PEN America Executive Director Suzanne Nossel says, “While the present political moment in the United State feels unprecedented and unparalleled, when we turn toward the rest of the world the tide of revanchism we are enduring is neither new nor confined to our own borders. International writers and thinkers offer a well of lessons and insights on how to thwart and protest, to sustain and nurture resistance, to shore up threatened values, and to look beyond the present impasse. PEN America has always worked as a bridge across cultures and geographies, forging relationships and solidarity that are a counterweight against hatreds and polarization. In the digital age, with so much of our discourse reduced to tweets and sound bites, face-to-face conversation across cultures about how to realize a different collective future is essential. If frayed relationships between the world’s governments are ever to be repaired, it will be because we nurtured relationships, empathy, and understanding among peoples—that’s what the PEN World Voices Festival does.”
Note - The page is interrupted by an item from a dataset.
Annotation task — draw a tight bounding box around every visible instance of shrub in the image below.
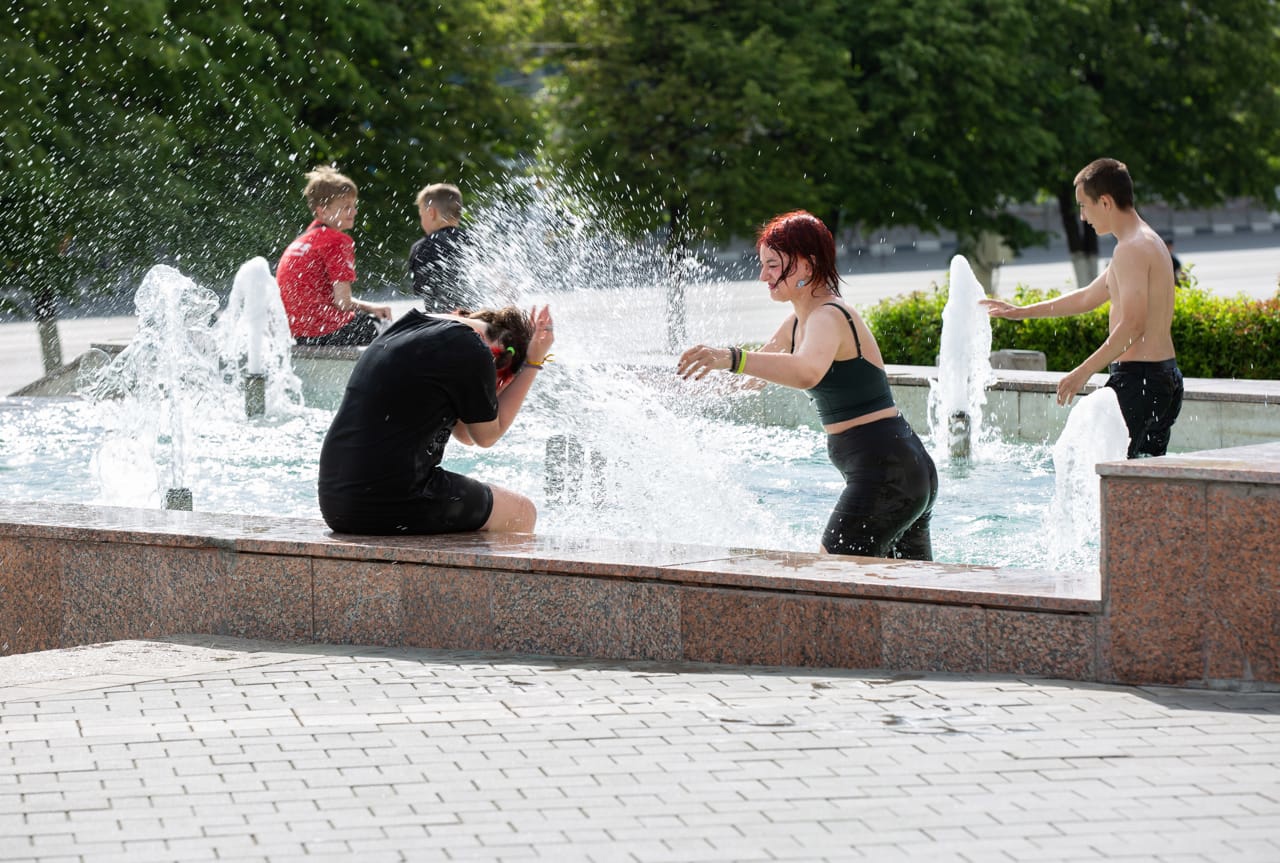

Peter Barbey, President and Chief Executive Officer of The Village Voice, which co-sponsors the 2018 PEN World Voices Festival, says, “This year’s theme, Resist and Reimagine, couldn’t be more timely or topical.  It resonates here at The Village Voice since those very same principles have been reflected in our mission since our inception in 1955, at the beginning of an American cultural revolution. As Official Media Sponsor of the Pen World Voices Festival, we call on all New Yorkers to join the conversation.”